The salary you offer is not what hiring costs you. On top of gross pay you owe a CPP match and 1.4× the employee's EI premium — and you withhold their deductions each payday, then remit them to CRA on your remitting schedule. Enter the gross pay and see all three views: your true cost, their take-home, and the remittance — split between CRA and Revenu Québec for Quebec. Provinces: Ontario, Alberta, British Columbia, Manitoba, Nova Scotia, Quebec.
Every dollar of gross pay carries statutory employer amounts that never appear on the employee's paycheque: you match their CPP contributions (base CPP and, above the first earnings ceiling, CPP2) dollar for dollar, and you pay 1.4× whatever EI premium they pay. Those amounts are your cost, on top of salary — this calculator shows the total, so you can budget the hire honestly before you make the offer.

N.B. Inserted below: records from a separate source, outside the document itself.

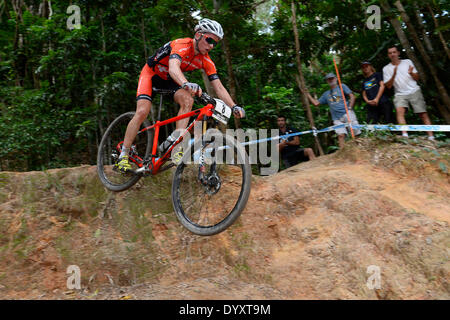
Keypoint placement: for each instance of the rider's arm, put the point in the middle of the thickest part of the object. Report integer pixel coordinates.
(175, 71)
(222, 93)
(390, 83)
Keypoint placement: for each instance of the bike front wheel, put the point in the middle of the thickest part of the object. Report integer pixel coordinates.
(211, 185)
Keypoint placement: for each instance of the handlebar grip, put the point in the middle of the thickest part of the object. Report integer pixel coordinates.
(206, 99)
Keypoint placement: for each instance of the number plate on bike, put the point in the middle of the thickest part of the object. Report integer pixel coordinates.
(221, 112)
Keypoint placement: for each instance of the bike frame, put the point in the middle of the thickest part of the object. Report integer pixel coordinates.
(156, 163)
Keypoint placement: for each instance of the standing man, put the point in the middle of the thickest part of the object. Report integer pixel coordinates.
(378, 103)
(333, 98)
(289, 148)
(403, 76)
(165, 70)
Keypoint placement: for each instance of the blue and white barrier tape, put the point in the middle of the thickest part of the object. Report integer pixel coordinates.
(370, 127)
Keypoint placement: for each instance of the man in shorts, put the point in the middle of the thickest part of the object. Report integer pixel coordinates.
(403, 76)
(333, 98)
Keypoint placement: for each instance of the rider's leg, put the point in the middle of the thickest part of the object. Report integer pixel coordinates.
(142, 110)
(185, 100)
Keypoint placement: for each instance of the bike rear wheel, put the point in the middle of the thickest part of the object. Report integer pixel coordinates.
(109, 151)
(209, 206)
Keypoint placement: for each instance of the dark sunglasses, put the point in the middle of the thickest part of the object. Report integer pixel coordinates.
(211, 41)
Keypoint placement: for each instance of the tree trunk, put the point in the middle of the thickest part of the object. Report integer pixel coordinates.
(440, 86)
(441, 37)
(231, 77)
(421, 24)
(144, 40)
(301, 80)
(404, 40)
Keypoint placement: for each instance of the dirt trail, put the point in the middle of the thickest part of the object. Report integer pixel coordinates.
(309, 232)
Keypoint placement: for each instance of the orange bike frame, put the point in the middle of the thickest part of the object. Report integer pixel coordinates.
(206, 111)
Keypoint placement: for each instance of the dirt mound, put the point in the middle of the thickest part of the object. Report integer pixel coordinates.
(309, 232)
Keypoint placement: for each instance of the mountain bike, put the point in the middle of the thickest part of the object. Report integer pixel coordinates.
(211, 183)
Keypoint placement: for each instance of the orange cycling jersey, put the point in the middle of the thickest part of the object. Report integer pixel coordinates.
(183, 50)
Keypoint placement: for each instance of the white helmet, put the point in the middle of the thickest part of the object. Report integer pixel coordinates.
(209, 26)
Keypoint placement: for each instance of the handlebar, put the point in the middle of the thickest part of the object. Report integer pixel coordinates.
(206, 99)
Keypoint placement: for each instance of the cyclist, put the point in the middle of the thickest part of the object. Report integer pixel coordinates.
(164, 70)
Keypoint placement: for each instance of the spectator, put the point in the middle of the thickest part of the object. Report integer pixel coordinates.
(289, 148)
(378, 103)
(403, 76)
(333, 98)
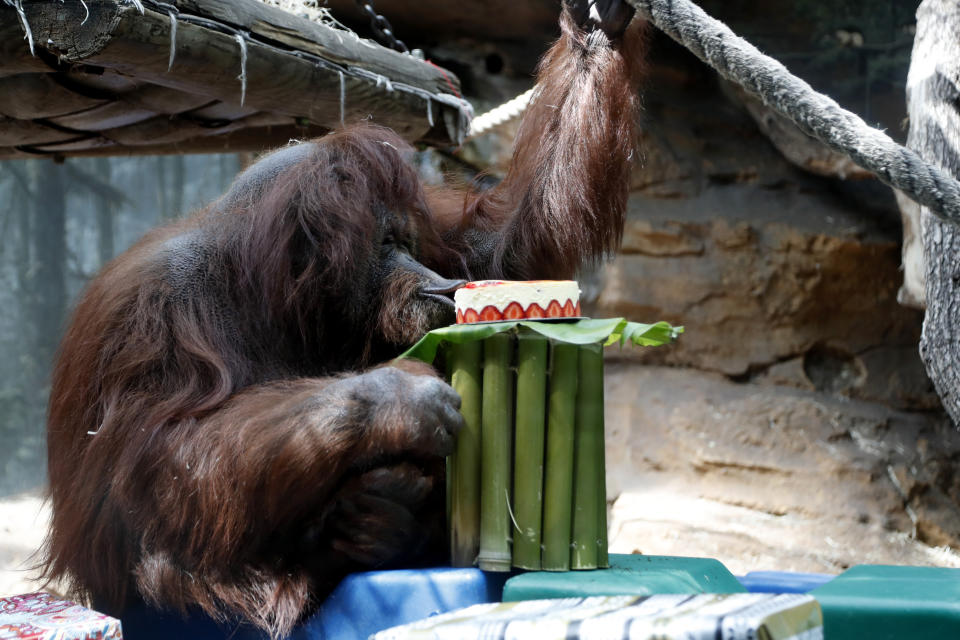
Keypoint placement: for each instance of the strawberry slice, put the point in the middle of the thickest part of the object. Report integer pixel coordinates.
(490, 314)
(536, 311)
(513, 311)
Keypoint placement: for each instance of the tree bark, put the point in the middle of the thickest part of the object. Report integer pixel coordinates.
(105, 213)
(933, 96)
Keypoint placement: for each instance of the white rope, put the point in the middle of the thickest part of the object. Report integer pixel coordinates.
(817, 115)
(243, 67)
(498, 116)
(173, 39)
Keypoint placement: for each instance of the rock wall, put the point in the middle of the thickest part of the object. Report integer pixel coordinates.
(792, 426)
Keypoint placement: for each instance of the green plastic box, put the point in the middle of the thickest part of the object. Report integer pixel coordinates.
(886, 602)
(628, 575)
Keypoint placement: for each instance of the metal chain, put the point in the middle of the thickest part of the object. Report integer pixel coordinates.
(382, 27)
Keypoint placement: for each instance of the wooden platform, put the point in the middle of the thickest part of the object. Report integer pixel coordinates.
(202, 76)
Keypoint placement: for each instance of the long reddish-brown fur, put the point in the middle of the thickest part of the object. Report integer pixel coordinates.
(206, 447)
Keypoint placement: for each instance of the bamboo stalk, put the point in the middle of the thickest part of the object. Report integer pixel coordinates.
(528, 449)
(463, 466)
(603, 556)
(496, 439)
(588, 463)
(558, 471)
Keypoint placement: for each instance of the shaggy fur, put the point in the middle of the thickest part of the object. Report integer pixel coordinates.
(210, 445)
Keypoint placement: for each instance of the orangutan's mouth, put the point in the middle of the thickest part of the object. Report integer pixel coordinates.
(443, 293)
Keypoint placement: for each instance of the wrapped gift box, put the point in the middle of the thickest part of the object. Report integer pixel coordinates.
(739, 616)
(42, 616)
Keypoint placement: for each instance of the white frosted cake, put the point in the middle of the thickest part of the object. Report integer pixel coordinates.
(492, 300)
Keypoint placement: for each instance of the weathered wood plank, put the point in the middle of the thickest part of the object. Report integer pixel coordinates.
(106, 116)
(170, 130)
(339, 46)
(254, 139)
(37, 95)
(14, 132)
(484, 20)
(164, 99)
(14, 53)
(208, 63)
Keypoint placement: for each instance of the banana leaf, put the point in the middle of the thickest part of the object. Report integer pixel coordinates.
(587, 331)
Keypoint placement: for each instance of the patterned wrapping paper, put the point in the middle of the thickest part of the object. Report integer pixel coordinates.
(42, 616)
(740, 616)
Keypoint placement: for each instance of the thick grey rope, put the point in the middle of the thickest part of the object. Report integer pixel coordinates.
(816, 114)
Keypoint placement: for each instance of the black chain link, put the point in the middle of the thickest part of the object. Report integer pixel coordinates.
(382, 27)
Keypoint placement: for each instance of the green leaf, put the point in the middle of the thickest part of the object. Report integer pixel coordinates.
(587, 331)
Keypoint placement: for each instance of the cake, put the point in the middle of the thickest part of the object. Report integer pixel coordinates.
(493, 300)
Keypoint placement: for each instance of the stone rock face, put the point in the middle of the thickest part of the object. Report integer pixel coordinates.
(771, 477)
(792, 426)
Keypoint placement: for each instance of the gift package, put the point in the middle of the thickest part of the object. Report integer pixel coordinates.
(43, 616)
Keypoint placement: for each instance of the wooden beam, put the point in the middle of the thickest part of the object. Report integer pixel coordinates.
(343, 47)
(253, 139)
(27, 96)
(116, 36)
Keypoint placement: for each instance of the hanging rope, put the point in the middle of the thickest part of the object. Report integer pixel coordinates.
(499, 115)
(816, 114)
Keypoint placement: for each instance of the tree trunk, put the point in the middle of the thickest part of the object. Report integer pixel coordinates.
(49, 297)
(105, 212)
(933, 96)
(179, 182)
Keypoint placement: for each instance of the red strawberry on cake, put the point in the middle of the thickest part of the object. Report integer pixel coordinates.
(494, 300)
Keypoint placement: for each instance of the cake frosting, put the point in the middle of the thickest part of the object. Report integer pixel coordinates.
(492, 300)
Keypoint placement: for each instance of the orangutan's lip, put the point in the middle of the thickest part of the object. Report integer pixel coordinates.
(446, 300)
(443, 293)
(447, 287)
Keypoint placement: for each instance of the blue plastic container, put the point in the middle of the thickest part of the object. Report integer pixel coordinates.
(365, 603)
(362, 604)
(783, 581)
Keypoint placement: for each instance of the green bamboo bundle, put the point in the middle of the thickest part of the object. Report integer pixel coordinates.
(589, 494)
(558, 467)
(528, 448)
(496, 437)
(559, 453)
(463, 467)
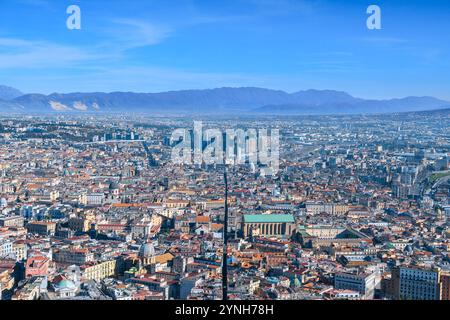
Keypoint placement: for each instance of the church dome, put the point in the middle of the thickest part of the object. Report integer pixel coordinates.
(147, 250)
(66, 284)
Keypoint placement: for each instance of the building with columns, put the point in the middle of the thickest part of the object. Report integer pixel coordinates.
(269, 225)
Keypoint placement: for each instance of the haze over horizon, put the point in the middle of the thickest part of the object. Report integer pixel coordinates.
(289, 45)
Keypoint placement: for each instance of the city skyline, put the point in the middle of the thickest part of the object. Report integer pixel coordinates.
(285, 45)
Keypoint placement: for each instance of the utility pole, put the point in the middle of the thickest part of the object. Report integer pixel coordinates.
(225, 242)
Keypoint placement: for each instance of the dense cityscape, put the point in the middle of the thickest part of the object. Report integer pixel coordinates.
(94, 208)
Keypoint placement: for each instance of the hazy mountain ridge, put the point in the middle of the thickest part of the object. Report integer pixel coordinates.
(8, 93)
(220, 100)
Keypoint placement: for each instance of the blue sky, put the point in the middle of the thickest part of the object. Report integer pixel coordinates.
(152, 46)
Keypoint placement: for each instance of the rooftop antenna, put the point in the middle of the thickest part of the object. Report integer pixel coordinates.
(225, 241)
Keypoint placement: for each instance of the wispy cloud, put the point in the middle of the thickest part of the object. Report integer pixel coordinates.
(133, 33)
(19, 53)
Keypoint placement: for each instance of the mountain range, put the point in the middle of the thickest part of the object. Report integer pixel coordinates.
(248, 100)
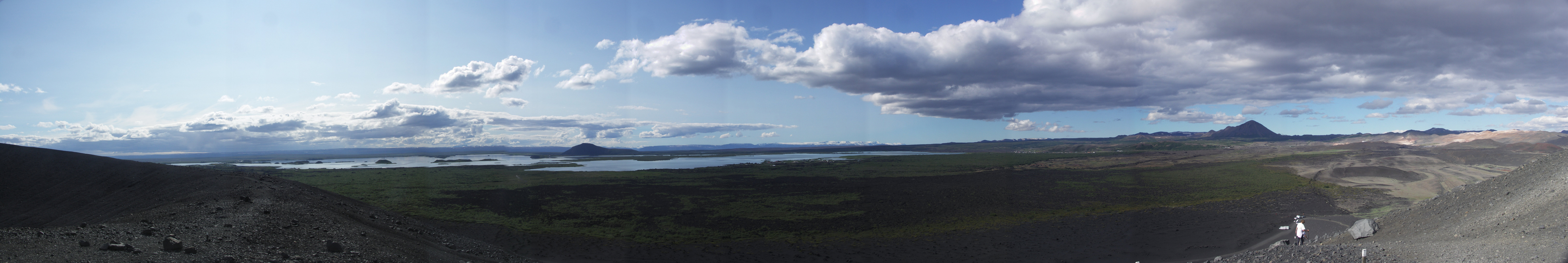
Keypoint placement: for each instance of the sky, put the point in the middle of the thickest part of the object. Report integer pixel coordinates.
(156, 77)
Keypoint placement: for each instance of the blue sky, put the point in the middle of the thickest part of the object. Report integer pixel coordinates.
(138, 77)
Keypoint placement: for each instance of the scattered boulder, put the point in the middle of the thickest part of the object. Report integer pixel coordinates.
(1363, 228)
(115, 247)
(173, 245)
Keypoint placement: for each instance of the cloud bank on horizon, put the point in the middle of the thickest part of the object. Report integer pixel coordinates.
(1068, 55)
(388, 124)
(1163, 59)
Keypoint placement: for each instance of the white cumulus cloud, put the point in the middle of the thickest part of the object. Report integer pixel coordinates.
(474, 77)
(1067, 55)
(255, 110)
(513, 102)
(341, 98)
(10, 88)
(388, 124)
(1194, 118)
(1029, 126)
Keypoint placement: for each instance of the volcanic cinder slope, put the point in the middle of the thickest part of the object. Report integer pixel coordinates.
(68, 207)
(1518, 217)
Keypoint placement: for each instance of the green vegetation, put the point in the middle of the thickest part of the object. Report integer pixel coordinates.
(791, 201)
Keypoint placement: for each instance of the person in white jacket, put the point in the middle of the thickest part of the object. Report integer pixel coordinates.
(1300, 232)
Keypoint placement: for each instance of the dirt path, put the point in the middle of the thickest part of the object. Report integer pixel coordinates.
(1319, 226)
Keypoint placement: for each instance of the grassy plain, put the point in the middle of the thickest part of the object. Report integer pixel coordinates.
(793, 201)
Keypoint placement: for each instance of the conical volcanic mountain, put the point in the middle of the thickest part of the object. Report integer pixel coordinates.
(1250, 129)
(70, 207)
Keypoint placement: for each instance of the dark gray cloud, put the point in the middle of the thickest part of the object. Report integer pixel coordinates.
(1166, 55)
(670, 130)
(1382, 104)
(388, 124)
(1297, 112)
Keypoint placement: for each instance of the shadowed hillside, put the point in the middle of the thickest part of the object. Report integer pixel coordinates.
(70, 207)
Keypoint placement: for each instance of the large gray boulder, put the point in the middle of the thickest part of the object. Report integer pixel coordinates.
(1362, 229)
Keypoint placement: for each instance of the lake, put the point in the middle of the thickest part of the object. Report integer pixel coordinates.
(683, 162)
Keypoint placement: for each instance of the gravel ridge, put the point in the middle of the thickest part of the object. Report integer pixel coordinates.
(1518, 217)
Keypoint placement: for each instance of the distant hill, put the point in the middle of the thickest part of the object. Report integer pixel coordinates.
(1423, 138)
(1370, 146)
(592, 151)
(1473, 145)
(1250, 129)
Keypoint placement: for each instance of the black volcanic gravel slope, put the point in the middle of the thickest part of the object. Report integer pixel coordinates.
(1518, 217)
(68, 207)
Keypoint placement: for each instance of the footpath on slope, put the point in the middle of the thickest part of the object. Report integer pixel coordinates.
(1518, 217)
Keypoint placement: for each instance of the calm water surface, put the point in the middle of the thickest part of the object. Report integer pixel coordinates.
(611, 165)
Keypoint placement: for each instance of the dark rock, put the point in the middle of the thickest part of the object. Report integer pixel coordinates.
(1362, 229)
(1250, 129)
(173, 245)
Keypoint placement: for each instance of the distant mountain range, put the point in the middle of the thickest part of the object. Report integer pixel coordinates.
(468, 149)
(1250, 130)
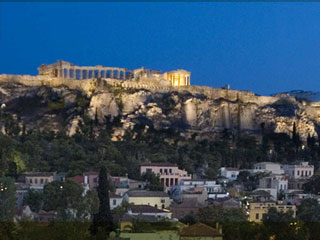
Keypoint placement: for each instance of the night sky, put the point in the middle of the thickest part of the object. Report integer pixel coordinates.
(261, 47)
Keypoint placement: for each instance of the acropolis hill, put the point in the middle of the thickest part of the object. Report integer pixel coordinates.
(63, 93)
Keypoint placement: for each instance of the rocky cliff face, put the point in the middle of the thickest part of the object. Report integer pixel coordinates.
(190, 110)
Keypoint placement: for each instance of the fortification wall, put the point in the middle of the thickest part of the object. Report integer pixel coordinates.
(89, 85)
(28, 80)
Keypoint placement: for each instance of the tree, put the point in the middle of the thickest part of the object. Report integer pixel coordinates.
(153, 181)
(7, 199)
(67, 199)
(34, 200)
(234, 221)
(309, 214)
(313, 186)
(280, 224)
(102, 221)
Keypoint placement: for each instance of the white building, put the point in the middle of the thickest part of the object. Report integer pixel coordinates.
(274, 184)
(213, 189)
(268, 167)
(230, 173)
(169, 173)
(299, 171)
(115, 200)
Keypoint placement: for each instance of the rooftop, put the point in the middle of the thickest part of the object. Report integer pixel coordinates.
(144, 193)
(39, 174)
(159, 164)
(145, 209)
(199, 230)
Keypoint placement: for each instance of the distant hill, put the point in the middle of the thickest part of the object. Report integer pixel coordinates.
(305, 95)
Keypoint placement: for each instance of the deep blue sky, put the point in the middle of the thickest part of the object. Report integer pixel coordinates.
(262, 47)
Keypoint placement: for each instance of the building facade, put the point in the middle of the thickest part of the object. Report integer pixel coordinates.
(258, 209)
(231, 174)
(268, 167)
(67, 70)
(152, 198)
(169, 173)
(299, 171)
(37, 180)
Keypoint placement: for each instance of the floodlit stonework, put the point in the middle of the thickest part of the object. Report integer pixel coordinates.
(67, 70)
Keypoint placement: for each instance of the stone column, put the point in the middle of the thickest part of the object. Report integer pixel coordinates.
(75, 73)
(67, 72)
(80, 74)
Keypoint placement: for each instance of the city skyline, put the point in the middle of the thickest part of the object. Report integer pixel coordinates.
(264, 48)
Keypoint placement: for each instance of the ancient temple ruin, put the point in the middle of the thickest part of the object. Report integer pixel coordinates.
(67, 70)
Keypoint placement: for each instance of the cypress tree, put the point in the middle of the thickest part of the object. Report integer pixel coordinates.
(102, 221)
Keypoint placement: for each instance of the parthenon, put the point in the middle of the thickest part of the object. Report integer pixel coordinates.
(67, 70)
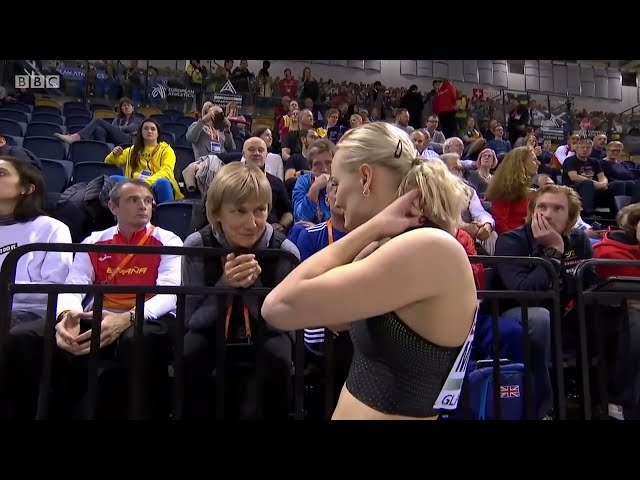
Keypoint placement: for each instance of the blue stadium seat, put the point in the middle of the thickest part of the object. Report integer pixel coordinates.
(175, 216)
(45, 147)
(622, 201)
(174, 114)
(88, 151)
(48, 118)
(230, 157)
(77, 112)
(57, 174)
(15, 115)
(186, 121)
(12, 140)
(47, 109)
(176, 128)
(87, 171)
(23, 107)
(161, 118)
(184, 156)
(11, 127)
(100, 106)
(74, 119)
(43, 129)
(74, 129)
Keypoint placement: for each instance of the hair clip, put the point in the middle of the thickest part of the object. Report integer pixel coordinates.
(398, 150)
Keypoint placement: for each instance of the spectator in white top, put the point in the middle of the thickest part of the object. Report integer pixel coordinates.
(402, 120)
(456, 145)
(131, 203)
(273, 164)
(23, 221)
(421, 142)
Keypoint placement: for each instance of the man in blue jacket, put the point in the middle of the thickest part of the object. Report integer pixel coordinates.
(547, 233)
(309, 193)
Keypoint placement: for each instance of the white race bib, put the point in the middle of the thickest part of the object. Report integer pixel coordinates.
(450, 393)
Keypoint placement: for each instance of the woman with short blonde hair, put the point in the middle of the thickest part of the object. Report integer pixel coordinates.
(408, 325)
(238, 204)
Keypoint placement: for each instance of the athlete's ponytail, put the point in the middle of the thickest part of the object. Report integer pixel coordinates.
(444, 195)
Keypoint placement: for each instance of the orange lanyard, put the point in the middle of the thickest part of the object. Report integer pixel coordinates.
(330, 231)
(245, 313)
(318, 211)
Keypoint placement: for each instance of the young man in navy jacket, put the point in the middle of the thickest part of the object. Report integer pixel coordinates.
(547, 233)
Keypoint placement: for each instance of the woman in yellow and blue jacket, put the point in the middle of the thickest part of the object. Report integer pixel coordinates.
(149, 160)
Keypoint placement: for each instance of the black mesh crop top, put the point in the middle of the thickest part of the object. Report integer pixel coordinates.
(396, 371)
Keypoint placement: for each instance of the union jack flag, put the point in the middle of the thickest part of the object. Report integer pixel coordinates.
(510, 391)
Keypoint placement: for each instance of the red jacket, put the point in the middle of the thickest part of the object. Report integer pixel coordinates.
(445, 99)
(618, 245)
(470, 247)
(509, 215)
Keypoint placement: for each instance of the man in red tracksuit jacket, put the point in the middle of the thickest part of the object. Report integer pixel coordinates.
(444, 105)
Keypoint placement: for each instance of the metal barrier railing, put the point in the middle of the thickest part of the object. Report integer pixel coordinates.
(8, 288)
(613, 292)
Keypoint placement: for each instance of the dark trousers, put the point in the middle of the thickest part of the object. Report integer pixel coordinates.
(448, 123)
(200, 361)
(590, 196)
(69, 373)
(103, 131)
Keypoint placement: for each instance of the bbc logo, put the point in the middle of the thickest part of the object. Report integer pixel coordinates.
(37, 81)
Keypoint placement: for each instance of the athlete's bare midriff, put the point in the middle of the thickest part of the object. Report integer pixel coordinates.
(350, 408)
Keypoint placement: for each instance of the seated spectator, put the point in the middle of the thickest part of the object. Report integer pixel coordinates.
(355, 120)
(121, 131)
(585, 175)
(547, 233)
(131, 203)
(617, 169)
(331, 115)
(599, 142)
(19, 153)
(238, 205)
(149, 161)
(509, 189)
(421, 140)
(402, 120)
(211, 134)
(498, 144)
(293, 141)
(624, 244)
(476, 221)
(310, 190)
(288, 118)
(479, 178)
(274, 164)
(313, 239)
(280, 217)
(23, 221)
(621, 244)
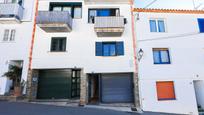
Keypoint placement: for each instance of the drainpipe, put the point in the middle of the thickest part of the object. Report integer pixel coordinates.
(135, 77)
(29, 78)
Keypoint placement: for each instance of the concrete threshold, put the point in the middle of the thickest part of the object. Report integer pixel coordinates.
(58, 102)
(116, 107)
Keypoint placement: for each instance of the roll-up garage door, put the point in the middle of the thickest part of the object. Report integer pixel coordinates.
(54, 84)
(116, 88)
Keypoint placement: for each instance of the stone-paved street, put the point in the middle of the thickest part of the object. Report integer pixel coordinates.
(12, 108)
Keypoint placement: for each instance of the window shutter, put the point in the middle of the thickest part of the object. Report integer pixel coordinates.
(6, 35)
(201, 25)
(120, 48)
(99, 49)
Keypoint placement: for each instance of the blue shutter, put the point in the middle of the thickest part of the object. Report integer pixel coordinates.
(99, 48)
(153, 26)
(103, 12)
(161, 25)
(201, 25)
(120, 48)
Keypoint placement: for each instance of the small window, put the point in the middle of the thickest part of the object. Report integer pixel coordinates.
(157, 26)
(165, 90)
(153, 26)
(201, 25)
(6, 35)
(161, 56)
(74, 8)
(12, 36)
(77, 12)
(109, 48)
(58, 44)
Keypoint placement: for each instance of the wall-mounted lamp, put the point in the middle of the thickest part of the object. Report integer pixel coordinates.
(140, 54)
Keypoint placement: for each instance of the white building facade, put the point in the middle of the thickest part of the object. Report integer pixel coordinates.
(170, 53)
(83, 50)
(16, 23)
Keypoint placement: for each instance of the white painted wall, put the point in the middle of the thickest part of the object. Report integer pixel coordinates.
(18, 49)
(81, 44)
(186, 49)
(199, 89)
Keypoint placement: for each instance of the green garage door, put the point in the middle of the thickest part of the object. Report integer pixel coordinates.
(54, 84)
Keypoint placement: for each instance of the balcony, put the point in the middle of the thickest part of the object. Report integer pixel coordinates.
(107, 1)
(10, 13)
(111, 26)
(54, 21)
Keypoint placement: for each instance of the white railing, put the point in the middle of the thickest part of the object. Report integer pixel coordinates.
(54, 17)
(109, 22)
(11, 9)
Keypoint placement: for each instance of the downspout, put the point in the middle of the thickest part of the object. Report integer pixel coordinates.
(135, 77)
(29, 83)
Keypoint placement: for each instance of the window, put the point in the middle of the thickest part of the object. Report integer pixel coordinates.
(201, 25)
(74, 9)
(157, 26)
(161, 56)
(6, 35)
(58, 44)
(12, 36)
(165, 90)
(101, 12)
(109, 48)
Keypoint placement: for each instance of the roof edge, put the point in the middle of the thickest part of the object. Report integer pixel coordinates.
(168, 11)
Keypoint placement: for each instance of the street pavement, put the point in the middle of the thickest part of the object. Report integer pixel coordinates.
(19, 108)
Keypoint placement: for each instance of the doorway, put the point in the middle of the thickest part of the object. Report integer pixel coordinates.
(199, 92)
(94, 89)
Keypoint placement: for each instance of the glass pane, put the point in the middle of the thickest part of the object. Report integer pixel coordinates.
(69, 9)
(57, 8)
(112, 50)
(153, 26)
(156, 57)
(105, 12)
(92, 14)
(77, 12)
(164, 56)
(106, 50)
(161, 26)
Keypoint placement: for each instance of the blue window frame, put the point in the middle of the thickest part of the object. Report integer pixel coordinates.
(109, 48)
(201, 25)
(161, 56)
(153, 26)
(157, 26)
(161, 26)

The result covers the amounts computed by the published payroll deduction formulas: federal and provincial income tax withholding, CPP (base and CPP2) and EI — the employee side withheld from pay, plus your matching employer CPP and 1.4× employer EI. In Québec the same views use Revenu Québec's formulas instead: QPP (base and QPP2), QPIP, EI at the Québec reduced rate, federal tax after the 16.5% abatement, plus your employer QPIP, the health services fund and the labour-standards (CNT) contribution. It assumes a full-year employee with basic TD1 (and, in Québec, TP-1015.3-V) claims, paid regular wages.
It deliberately excludes costs that have no single published formula, and says so rather than guessing:
Per CRA's Determine if you need to register page: you must register for a payroll (RP) account before your first remittance due date — the 15th day of the month after the month you first withhold deductions. CRA's own example: hire on March 11, first pay March 25 → first remittance due April 15. If you didn't open the account before hiring, you still have to calculate the deductions and remit them on time, or you may be assessed a penalty.
Each payday you withhold the employee amounts; you send them to CRA, together with your employer share, on your remitting schedule. Per CRA's When to remit page: a new employer whose monthly withholding is under $1,000 and who keeps a perfect compliance record remits quarterly (due April 15, July 15, October 15 and January 15). Otherwise a regular remitter (average monthly withholding under $25,000) remits monthly, by the 15th of the following month — for a typical full-time salary, expect the monthly schedule. If a due date lands on a weekend or holiday, the next business day counts as on time. Late remittances draw penalties of 3–10% (20% for repeat gross negligence), so put the dates in your calendar.
The number this tool shows under “what you remit to CRA” is the combined amount for each pay period; multiply by the pay periods in your remitting period when you file.
If you and your hire agreed on a net (take-home) figure — common for nannies and household employees — use the take-home to gross calculator: it works backwards from the agreed net to the gross for the contract and the same cost and remittance views.
Québec hires are supported — and the mechanics differ. QPP replaces CPP, QPIP premiums apply on top, EI runs at Québec's reduced employee rate, and the federal tax withheld is reduced by the 16.5% Québec abatement. Your employer cost also carries Québec-specific levies this tool computes and breaks out: your QPIP premium, the health services fund (FSS) contribution — shown at the 1.65% rate for total payroll of $1,000,000 or less outside the primary/manufacturing and public sectors — and the labour-standards (CNT) contribution. You remit in two places, and the amounts must not be blended:
Registration is also double: per Revenu Québec's registration page, you register for source deductions with Revenu Québec (Register a New Business service or form LM-1-V) and contact CRA to open a payroll program account. You may also have to register with the CNESST — its insurance premium varies by classification and is not included here.
The wages, your CPP match and the 1.4× EI all deduct on line 9060 of your T2125. Our sister site FreelancerTax.ca has the full T2125 line-by-line reference plus free verified calculators for your own self-employment taxes.
All amounts are computed by an open, deterministic engine implementing CRA's T4127 Payroll Deductions Formulas, 123rd edition (effective July 1, 2026) and 122nd edition (January 1, 2026), with rates and constants transcribed from CRA's published pages — never from an AI model's memory. The engine is cross-checked against CRA's own Payroll Deductions Online Calculator (PDOC) and the T4032 deduction tables to the cent before any province ships. Quebec is computed from Revenu Québec's TP-1015.F-V Formulas to Calculate Source Deductions and Contributions (2026-01 version) plus the T4127 Québec variant (K2Q, F5Q, 16.5% abatement), cross-checked against Revenu Québec's own WebRAS calculator. Annual planning math is shown; payroll software running per-period formulas with year-to-date caps may differ by cents.